What is Turkey research actually doing in Germany?

Shortly after the Bamberg Turkologists' Day 2018, the board of the "Society for Turkology, Ottoman Studies and Turkish Research" invited to the following congress to discuss the profile and perspectives.

But then the point disappeared from the program, even before the conference was postponed to 2023 due to the pandemic.

At the same time, however, facts are created that not only affect Turkish studies, but also Turkology.

In contrast to semi-global Turkology or "Turkish Studies", whose research subject ranges from Bottrop to Lake Baikal, Turkish Studies focus on Turkey today.

This shift in emphasis calls up the problems of de-historicization,

Studies on Turkey deal mostly with the era of Erdogan.

The time before the year 2000 is already history, and the epochs before the 20th century are being forgotten.

In this way they de-historicize their subject.

In view of the rich traditional Turkic and modern Turkish literature, the historical importance of the Ottoman Empire, which shaped the Middle East and Southeast Europe for centuries, and the dynamics of Turkey in the 20th century, as well as the historical references in Turkey today, this is a questionable format.

There is hardly any accompanying history.

The only professorship for the history of the Ottoman Empire located in Bochum shows the well-known problem: networked in groups because without their own research impulses.

It offers nothing for Turkey Studies.

Turkish Studies have great difficulty in defining their subject, because they don't want to be "just" philology.

Instead, they turn into post-disciplinary all-rounders.

This is problematic for two reasons.

Firstly, because research into the rich Turkish literature has almost come to a standstill.

The series of German translations in the "Turkish Library" published by the orientalist Erika Glassen and the Turkologist Jens-Peter Laut, which cannot be praised enough, is hard to imagine in Turkish Studies.

Secondly, because the subjects of Oriental Studies, Islamic Studies, Sociology, Political Science, Religious Studies and Anthropology, with their respective subject cultures, theories, methods and subject-specific issues, conduct relevant research,

Turkey Studies consequently expose themselves to the danger of dilettante if they cross over to their fields without appropriate competences.

Or else, Turkish studies are used by these subjects, but are then also subject-specifically oriented.

The implicit defining criteria of "Turkey Studies" are therefore pre-scientific and consist of political geography and language.

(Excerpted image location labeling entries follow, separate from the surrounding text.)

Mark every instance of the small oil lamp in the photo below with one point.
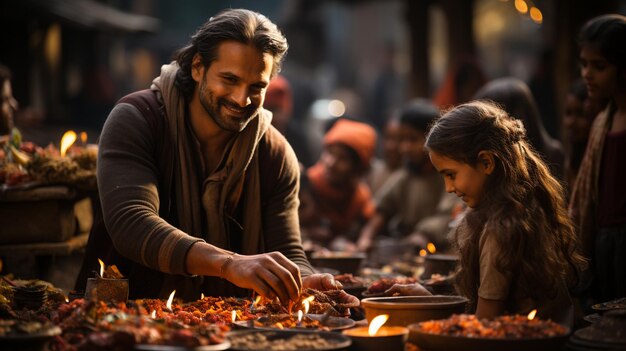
(108, 286)
(168, 304)
(532, 314)
(67, 140)
(377, 337)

Studies on Turkey have to fear that they will not be needed because the others can do it better.

"Turkey Studies" is an umbrella, not a subject.

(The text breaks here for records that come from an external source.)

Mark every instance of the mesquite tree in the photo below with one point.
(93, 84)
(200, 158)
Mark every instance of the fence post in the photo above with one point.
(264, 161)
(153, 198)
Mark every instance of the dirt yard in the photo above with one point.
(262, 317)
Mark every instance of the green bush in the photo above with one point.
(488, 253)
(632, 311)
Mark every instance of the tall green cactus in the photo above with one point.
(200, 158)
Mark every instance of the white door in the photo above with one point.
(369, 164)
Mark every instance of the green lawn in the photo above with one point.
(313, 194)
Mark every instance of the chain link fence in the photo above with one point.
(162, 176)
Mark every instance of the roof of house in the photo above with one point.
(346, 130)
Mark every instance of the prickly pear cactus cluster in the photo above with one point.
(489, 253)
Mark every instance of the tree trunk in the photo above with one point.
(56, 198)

The implicit defining criteria of "Turkey Studies" are therefore pre-scientific and consist of political geography and language.

Studies on Turkey have to fear that they will not be needed because the others can do it better.

"Turkey Studies" is an umbrella, not a subject.

The implicit defining criteria of "Turkey Studies" are therefore pre-scientific and consist of political geography and language.

Studies on Turkey have to fear that they will not be needed because the others can do it better.

"Turkey Studies" is an umbrella, not a subject.

Strong in opinion and weak in method

The nation-state reference has a substantive consequence.

The Turkey Studies, with their focus on the AKP era, are concerned precisely with the smashing of the national narrative that prevails in Turkey, the critique of monocultural identity, the heterogeneity of the population and its cultures, and the memory of the violent tendencies toward homogenization.

However, the discussion is often not scientific, but through the politicization of the content as the downside of politics in Turkey.

This tendency is reinforced by the numerous scientists and political activists who have come to Germany as politically persecuted and are promoting a pseudo-scientific "AKPology".

Therefore, the scientific output of the scholarship holders of the Academy in Exile, which is not beyond all doubt, is extremely poor.

These Turkey studies are reminiscent of Sovietology at the time of the Cold War: combative, opinionated, weak in theory and methods and empirically one-eyed.